En su primera Misa de Domingo de Ramos, el Papa León XIV criticó duramente a los líderes que utilizan la fe para justificar conflictos bélicos, advirtiendo que la religión no debe servir como excusa para la violencia, en un contexto de creciente tensión en Medio Oriente.
Durante su primera Misa de Domingo de Ramos en la Plaza de San Pedro, el Papa León XIV rechazó con firmeza el uso de la fe como justificación para los conflictos bélicos, enfatizando que la religión no puede ser instrumentalizada para respaldar la guerra.
Las palabras del pontífice, en el marco de su primera Semana Santa tras ser elegido, se interpretaron como una crítica implícita a la administración de Estados Unidos y a la escalada de tensiones con Irán, en un contexto de creciente conflicto en Medio Oriente.
Ante los fieles, León XIV aseguró que Dios no escucha las oraciones de quienes recurren a la guerra y que “nadie puede usar a Dios para justificar la guerra”, subrayando la oposición divina frente a cualquier acto bélico.
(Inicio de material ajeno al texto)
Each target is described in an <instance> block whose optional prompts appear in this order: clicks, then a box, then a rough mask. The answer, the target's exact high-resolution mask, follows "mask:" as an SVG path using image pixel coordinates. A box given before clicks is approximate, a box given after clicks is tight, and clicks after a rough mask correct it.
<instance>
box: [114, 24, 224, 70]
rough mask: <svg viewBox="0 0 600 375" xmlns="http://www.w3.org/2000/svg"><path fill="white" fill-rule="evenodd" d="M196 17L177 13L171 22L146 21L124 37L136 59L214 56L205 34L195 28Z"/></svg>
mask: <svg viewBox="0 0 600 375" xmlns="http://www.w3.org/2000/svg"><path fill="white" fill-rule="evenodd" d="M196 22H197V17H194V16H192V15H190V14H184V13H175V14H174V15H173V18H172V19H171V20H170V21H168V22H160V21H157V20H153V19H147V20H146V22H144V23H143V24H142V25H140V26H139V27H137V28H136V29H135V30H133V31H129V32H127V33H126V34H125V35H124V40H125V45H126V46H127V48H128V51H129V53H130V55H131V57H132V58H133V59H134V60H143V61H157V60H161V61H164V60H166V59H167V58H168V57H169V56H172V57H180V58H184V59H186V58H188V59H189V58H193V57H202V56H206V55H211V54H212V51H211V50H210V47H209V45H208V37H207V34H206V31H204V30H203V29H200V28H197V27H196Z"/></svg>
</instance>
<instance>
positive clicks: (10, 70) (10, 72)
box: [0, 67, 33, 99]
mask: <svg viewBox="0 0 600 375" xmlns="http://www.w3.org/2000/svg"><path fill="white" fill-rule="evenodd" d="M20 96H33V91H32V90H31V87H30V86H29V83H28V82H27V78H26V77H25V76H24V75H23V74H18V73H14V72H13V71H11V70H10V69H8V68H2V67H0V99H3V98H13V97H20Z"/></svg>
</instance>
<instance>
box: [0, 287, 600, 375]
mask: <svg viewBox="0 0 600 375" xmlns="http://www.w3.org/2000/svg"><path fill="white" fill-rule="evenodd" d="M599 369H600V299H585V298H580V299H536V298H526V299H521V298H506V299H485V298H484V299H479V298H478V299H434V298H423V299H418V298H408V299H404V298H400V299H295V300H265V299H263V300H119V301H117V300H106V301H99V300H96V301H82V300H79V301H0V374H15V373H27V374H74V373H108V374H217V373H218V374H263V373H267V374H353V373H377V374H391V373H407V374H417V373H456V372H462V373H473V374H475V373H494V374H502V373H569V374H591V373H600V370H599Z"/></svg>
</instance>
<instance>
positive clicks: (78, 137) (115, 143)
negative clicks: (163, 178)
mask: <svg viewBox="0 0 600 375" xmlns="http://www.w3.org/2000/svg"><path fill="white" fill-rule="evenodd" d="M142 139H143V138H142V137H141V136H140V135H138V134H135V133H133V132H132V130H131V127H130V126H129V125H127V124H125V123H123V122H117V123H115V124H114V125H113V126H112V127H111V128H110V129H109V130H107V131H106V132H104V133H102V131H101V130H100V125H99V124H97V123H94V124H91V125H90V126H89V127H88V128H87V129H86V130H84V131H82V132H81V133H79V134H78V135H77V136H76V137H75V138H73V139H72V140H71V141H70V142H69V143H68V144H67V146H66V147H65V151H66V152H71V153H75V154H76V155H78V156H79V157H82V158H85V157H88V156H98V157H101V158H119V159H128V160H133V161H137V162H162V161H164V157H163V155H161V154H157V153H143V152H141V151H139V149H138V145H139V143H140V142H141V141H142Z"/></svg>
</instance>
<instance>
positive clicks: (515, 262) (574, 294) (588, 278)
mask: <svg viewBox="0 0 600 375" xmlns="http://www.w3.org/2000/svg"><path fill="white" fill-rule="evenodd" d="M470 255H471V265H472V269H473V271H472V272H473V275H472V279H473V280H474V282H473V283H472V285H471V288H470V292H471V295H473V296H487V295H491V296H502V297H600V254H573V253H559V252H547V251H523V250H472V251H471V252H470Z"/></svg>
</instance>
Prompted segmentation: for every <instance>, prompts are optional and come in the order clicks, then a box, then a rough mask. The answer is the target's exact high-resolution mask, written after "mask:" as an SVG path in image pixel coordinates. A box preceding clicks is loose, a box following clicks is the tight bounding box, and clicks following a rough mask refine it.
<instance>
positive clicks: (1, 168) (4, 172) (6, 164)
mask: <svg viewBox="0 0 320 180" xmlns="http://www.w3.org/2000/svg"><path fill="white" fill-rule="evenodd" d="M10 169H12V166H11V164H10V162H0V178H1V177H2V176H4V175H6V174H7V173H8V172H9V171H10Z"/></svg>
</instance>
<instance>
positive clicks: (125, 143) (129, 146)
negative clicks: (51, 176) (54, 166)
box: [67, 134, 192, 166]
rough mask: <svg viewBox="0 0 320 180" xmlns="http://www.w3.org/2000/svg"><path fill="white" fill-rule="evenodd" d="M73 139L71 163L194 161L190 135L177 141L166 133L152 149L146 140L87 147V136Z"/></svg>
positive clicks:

Además, citó al difunto obispo italiano Antonio «Tonino» Bello, conocido por su firme postura pacifista durante la Guerra del Golfo, como ejemplo de defensa de la paz.
El inicio de la Semana Santa también se vio afectado por la situación en la región: mientras en el Vaticano se celebró la tradicional procesión de palmas, la histórica peregrinación en Jerusalén fue cancelada por motivos de seguridad, una medida lamentada por el cardenal Pierbattista Pizzaballa. Con esto, el Papa abrió las celebraciones con un mensaje claro de desescalada y rechazo a la legitimación religiosa de la violencia.